For mixed models, the pseudolikelihood combines discrete and continuous parts. The continuous block always uses the GGM likelihood. The pseudolikelihood argument controls how the discrete full conditionals are computed:

  • "conditional" (default): computes \(\log p(x_s \mid x_{-s}, y_{\text{obs}})\), conditioning on the observed continuous values. Faster because updating the continuous precision does not require re-evaluating the discrete pseudolikelihood.
  • "marginal": computes \(\log p(x_s \mid x_{-s})\) by integrating out the continuous variables. Uses the marginal interaction matrix \(\Theta = 2A_{xx} + 2A_{xy}\Sigma_{yy}A_{xy}^\top\), which couples the discrete pseudolikelihood to the precision parameters.

Implementation details are documented in Mixed MRF Internals.

Group comparison (bgmCompare)

The group-comparison engine uses the same pseudolikelihood idea but evaluates it per group under the baseline-plus-differences parameterization. Gradient contributions are then projected through the contrast structure.

Implementation details are documented in bgmCompare Engine.

Numerical and gradient considerations

In discrete blocks, both log-normalizers and category probabilities are needed for efficient gradient computation. bgms computes these together to avoid redundant work and uses numerically stable paths for exponentiation-sensitive regions.

See Variable Helpers and Numerical Considerations.

References

Arena, G., & Marsman, M. (2026).

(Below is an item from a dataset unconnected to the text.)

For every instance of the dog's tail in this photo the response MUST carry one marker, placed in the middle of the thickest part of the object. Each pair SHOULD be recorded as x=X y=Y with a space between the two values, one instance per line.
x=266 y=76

Bayesian inference for discrete Markov random fields through coordinate rescaling. arXiv Preprint. https://arxiv.org/abs/2601.17205
Keetelaar, S., Sekulovski, N., Borsboom, D., & Marsman, M. (2024). Comparing maximum likelihood and pseudo-maximum likelihood estimators for the Ising model. Advances.in/Psychology, 2(e25745). https://doi.org/10.56296/aip00013
Miller, J. W. (2021). Asymptotic normality, concentration, and coverage of generalized posteriors. Journal of Machine Learning Research, 22(168), 1–53.